DM ne pouvait garantir un nettoyage parfait des vidéos litigieuses, car elle n’avait pas eu la communication de l’adresse URL de la page web concernée, ni même des divers constats d’huissiers dressés par les ayants droit. Preuve de sa bonne foi, DM invitait les producteurs à à recourir à la procédure rapide qui met en œuvre le lien Cette vidéo peut offenser qu’on retrouve sur les pages du site. En vain. Pour être plus exact, la transmission des informations utiles (URL, etc.) n’est intervenue qu’avec l’assignation et la transmission des pièces nécessaires au procès. Or, à cette date-là, le contenu n’était plus disponible. Un procès pour rien ! En clair, qualifiée d’hébergeur, la société ne pouvait être considérée comme responsable faute d’avoir eu la pleine connaissance du contenu litigieux.

L'épineuse question de la conservation des logs

Toujours dans ce procès qui fera date, on signalera qu’UGC avait demandé la communication des données d’identification des internautes qui avaient envoyé les contenus sur la plateforme. Manière de frapper sur les doigts des « uploadeurs ». La loi sur la confiance dans l’économie numérique prévoit bien une obligation de détention et conservation « des données de nature à permettre l’identification de quiconque a contribué à la création du contenu » Manque de chance, le décret en Conseil d’État est toujours en préparation. Dailymotion n’avait aucune raison de l’anticiper, même si pour faire état de sa collaboration à  bonne la marche de la justice, elle avait transmis quelques informations estimées comme suffisantes (comme Youtube).
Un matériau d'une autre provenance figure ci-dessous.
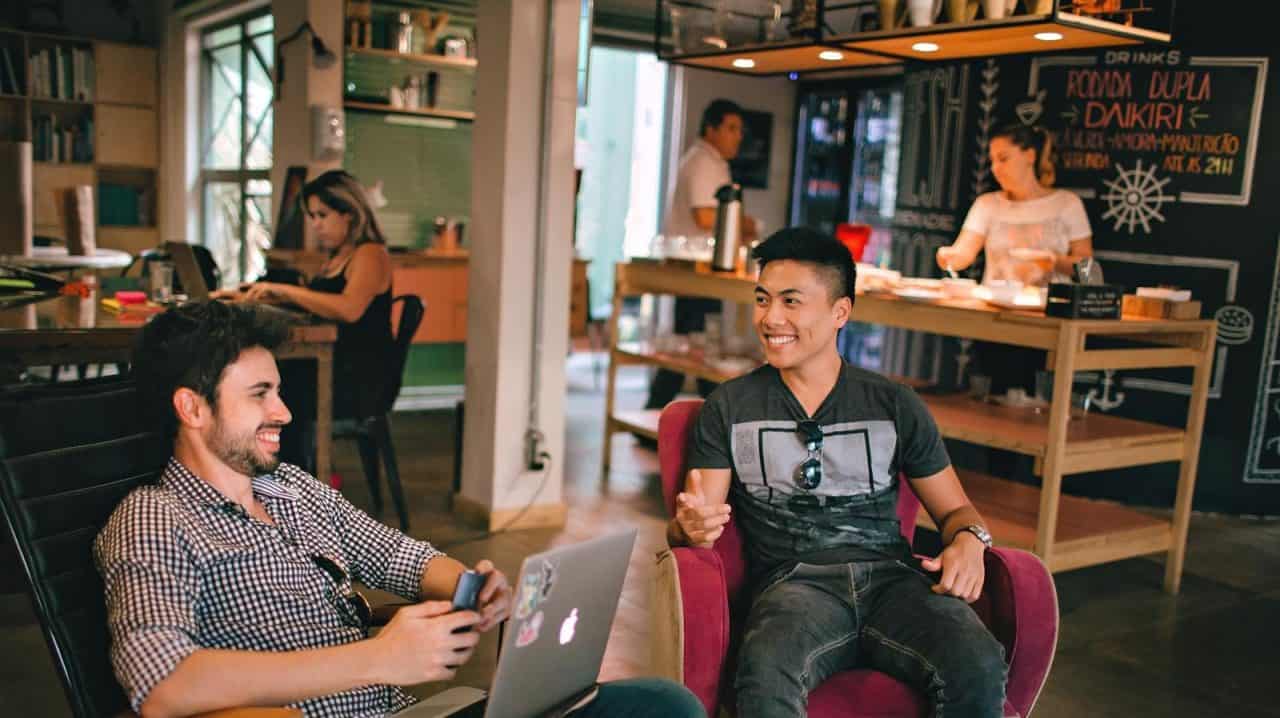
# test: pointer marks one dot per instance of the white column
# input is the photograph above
(522, 179)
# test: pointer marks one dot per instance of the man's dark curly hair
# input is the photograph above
(191, 346)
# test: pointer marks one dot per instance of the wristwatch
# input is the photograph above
(983, 535)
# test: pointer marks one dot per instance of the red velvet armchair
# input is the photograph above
(1019, 604)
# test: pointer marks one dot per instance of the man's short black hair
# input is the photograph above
(714, 114)
(803, 245)
(191, 346)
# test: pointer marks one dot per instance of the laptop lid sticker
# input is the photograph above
(529, 630)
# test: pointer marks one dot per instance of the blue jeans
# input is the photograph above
(641, 698)
(880, 614)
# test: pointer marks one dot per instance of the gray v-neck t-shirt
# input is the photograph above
(874, 430)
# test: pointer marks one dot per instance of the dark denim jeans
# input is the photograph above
(880, 614)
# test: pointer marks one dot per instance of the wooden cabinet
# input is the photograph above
(50, 183)
(126, 74)
(579, 300)
(1065, 531)
(90, 109)
(443, 289)
(126, 136)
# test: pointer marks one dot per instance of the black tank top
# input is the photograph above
(364, 353)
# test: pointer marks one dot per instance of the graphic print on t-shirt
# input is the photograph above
(855, 457)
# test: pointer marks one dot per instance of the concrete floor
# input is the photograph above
(1125, 649)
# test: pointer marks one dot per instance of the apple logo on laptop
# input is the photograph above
(567, 627)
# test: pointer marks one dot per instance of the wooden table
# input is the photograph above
(78, 330)
(59, 259)
(1065, 531)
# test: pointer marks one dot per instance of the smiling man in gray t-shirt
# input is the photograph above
(810, 453)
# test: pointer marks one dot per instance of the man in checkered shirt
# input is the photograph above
(229, 581)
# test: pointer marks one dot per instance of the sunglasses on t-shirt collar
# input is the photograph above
(808, 475)
(342, 584)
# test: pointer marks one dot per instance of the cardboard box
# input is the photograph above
(1153, 307)
(1083, 301)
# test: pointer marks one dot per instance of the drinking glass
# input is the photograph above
(161, 280)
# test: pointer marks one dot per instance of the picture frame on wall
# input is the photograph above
(750, 168)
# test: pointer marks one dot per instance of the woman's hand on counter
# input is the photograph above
(261, 292)
(950, 259)
(266, 292)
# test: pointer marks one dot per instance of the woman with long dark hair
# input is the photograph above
(352, 287)
(1029, 231)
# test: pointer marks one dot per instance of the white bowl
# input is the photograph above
(959, 288)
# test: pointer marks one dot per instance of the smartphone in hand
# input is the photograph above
(466, 594)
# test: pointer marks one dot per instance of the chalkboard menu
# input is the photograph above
(1168, 149)
(1141, 129)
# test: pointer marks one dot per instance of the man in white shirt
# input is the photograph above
(691, 213)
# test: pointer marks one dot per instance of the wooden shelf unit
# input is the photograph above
(123, 106)
(1065, 531)
(464, 115)
(440, 60)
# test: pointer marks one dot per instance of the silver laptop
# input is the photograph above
(183, 259)
(552, 646)
(193, 282)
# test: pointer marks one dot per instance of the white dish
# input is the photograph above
(1028, 298)
(959, 288)
(920, 283)
(918, 295)
(1029, 255)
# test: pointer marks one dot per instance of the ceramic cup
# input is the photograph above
(923, 12)
(996, 9)
(890, 13)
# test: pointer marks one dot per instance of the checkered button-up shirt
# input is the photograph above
(186, 568)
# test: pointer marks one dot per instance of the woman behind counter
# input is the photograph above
(353, 287)
(1031, 232)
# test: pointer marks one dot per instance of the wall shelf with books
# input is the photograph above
(90, 110)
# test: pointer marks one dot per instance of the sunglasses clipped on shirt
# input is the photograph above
(355, 599)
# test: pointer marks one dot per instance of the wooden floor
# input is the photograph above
(1125, 649)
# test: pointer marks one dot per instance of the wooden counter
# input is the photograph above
(1065, 531)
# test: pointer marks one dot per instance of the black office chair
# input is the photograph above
(69, 454)
(373, 434)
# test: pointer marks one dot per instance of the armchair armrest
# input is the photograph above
(704, 600)
(1019, 606)
(238, 713)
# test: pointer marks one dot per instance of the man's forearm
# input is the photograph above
(440, 577)
(211, 678)
(676, 535)
(958, 520)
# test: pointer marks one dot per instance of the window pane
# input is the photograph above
(259, 115)
(224, 36)
(257, 231)
(223, 109)
(223, 228)
(264, 23)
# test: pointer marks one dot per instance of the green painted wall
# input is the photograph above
(435, 365)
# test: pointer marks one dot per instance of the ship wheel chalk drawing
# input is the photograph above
(1234, 325)
(1136, 197)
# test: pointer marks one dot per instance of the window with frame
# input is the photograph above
(236, 124)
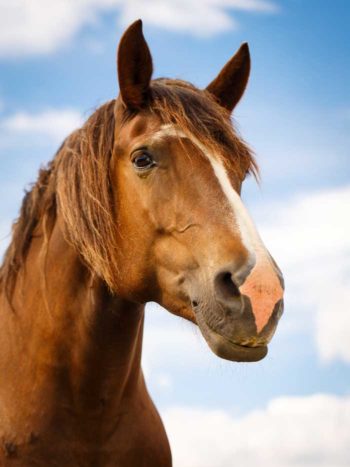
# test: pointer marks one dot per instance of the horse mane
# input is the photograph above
(76, 183)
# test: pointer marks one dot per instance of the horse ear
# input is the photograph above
(228, 87)
(134, 67)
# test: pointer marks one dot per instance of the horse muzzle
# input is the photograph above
(239, 317)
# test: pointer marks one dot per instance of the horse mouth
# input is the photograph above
(232, 351)
(227, 349)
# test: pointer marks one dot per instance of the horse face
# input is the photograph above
(186, 239)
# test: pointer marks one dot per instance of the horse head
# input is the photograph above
(185, 239)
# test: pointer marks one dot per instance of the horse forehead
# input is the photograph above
(141, 125)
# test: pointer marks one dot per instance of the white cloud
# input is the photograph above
(53, 124)
(41, 27)
(290, 432)
(309, 238)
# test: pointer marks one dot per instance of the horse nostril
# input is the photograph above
(225, 286)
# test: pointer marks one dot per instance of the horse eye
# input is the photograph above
(143, 161)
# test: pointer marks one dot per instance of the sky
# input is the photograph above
(57, 62)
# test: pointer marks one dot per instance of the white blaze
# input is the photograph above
(262, 285)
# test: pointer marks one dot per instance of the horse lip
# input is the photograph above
(227, 349)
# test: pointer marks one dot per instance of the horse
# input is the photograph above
(140, 204)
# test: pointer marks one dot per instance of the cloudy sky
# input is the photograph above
(57, 62)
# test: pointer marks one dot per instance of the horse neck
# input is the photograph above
(68, 339)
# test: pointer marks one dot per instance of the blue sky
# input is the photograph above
(296, 116)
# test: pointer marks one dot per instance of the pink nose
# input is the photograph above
(263, 288)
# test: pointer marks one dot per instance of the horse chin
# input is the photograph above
(227, 349)
(224, 348)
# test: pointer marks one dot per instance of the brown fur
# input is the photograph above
(78, 178)
(95, 240)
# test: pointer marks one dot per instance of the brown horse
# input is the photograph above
(142, 203)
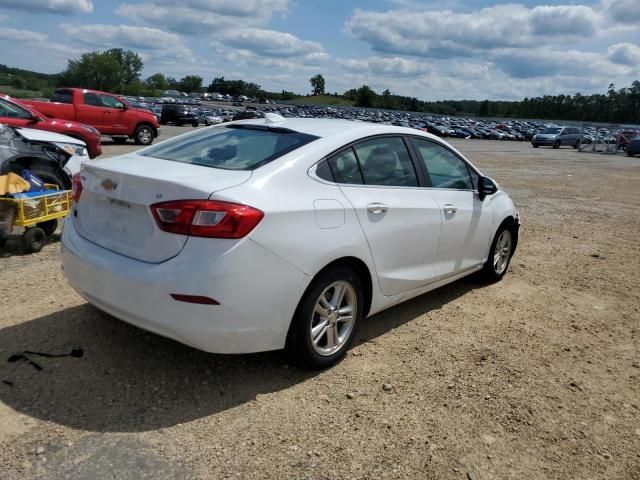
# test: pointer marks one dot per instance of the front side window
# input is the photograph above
(445, 168)
(386, 161)
(11, 110)
(110, 102)
(232, 147)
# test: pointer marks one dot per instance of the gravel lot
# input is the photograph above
(536, 377)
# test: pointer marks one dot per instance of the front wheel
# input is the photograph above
(326, 320)
(144, 135)
(500, 254)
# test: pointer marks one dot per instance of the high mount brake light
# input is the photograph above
(76, 187)
(206, 218)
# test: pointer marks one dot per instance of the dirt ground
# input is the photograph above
(537, 377)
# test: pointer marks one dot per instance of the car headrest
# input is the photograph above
(382, 161)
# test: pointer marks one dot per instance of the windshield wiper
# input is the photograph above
(265, 128)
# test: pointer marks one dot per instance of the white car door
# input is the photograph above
(400, 219)
(467, 221)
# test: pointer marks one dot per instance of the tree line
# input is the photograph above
(120, 71)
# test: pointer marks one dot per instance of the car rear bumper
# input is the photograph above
(258, 292)
(543, 142)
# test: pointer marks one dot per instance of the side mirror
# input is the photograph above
(486, 187)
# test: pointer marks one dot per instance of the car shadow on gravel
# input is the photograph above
(14, 247)
(129, 380)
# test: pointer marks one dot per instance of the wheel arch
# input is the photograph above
(362, 270)
(145, 123)
(510, 221)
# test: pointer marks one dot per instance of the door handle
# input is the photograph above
(448, 208)
(377, 208)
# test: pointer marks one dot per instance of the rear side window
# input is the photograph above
(110, 102)
(232, 147)
(345, 169)
(445, 169)
(386, 161)
(62, 96)
(91, 99)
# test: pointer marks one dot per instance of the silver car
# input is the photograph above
(557, 136)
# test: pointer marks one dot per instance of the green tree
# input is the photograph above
(130, 63)
(365, 97)
(95, 70)
(191, 83)
(114, 70)
(157, 81)
(317, 84)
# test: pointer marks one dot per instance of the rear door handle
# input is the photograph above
(377, 208)
(448, 208)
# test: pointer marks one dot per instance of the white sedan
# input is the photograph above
(281, 233)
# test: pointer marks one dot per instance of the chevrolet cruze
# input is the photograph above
(281, 233)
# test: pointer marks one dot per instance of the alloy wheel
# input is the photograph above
(333, 318)
(502, 252)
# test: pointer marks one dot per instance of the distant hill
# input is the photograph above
(25, 82)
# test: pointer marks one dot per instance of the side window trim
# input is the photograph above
(424, 179)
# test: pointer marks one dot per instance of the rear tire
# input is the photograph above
(326, 320)
(144, 135)
(33, 239)
(500, 253)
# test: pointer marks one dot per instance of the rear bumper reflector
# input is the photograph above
(194, 299)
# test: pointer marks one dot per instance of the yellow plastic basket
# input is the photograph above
(40, 208)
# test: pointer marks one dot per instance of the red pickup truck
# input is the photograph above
(14, 113)
(108, 113)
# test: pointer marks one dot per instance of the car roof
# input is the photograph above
(327, 127)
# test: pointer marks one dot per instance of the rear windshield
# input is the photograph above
(232, 147)
(62, 96)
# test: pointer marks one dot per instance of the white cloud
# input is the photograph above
(269, 43)
(390, 66)
(547, 62)
(62, 7)
(27, 36)
(625, 54)
(623, 11)
(154, 43)
(443, 33)
(194, 17)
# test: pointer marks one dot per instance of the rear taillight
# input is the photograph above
(76, 187)
(206, 218)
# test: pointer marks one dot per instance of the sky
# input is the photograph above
(433, 50)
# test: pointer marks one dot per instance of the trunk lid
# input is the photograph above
(114, 212)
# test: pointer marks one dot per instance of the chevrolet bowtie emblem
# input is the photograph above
(108, 184)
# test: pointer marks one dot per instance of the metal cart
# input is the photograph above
(37, 213)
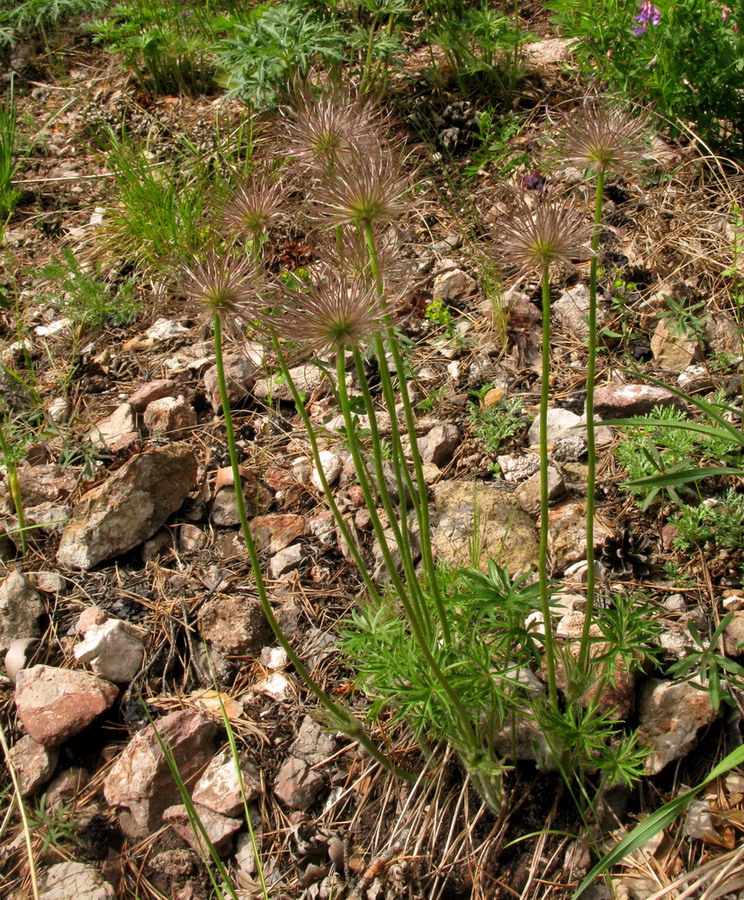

La Cour d’appel en a conclu sèchement que le premier jugement avait méconnu « l’économie de la LCEN en imposant à l’hébergeur, à raison de la nature même de sa fonction, une obligation générale de surveillance et de contrôle des informations stockées à laquelle le législateur a précisément voulu le soustraire »

Dans un communiqué, Dailymotion se félicite de cette décision qui fait une application logique de la LCEN, adoptée « pour favoriser d'une part, le développement des échanges sur l'internet en évitant qu'en raison de risques juridiques ceux-ci soient amenés à censurer abusivement les propos, informations et discussions qu'ils hébergent afin de ne pas voir leur responsabilité engagée ». (voir également l'article sur Slate de Guiseppe deMartino, juriste de DM)

15 000 euros pour Dailymotion

Outre cette claque judiciaire, les ayants droit du film « Joyeux Noël » sont condamnés à verser à Dailymotion une indemnité de 15 000 euros au titre des frais de justice. Une manière de refroidir les ardeurs des autres ayants droit contre toute interprétation évasive de la LCEN,. D’autant plus que le site fait preuve d’un volontarisme certain : il a développé notamment avec l’emblématique Institut National de l’Audiovisuel (INA), des solutions de fingerprinting « permettant de lutter contre la mise en ligne de vidéos non autorisées et reposant sur la reconnaissance du contenu au moment de sa mise en ligne ».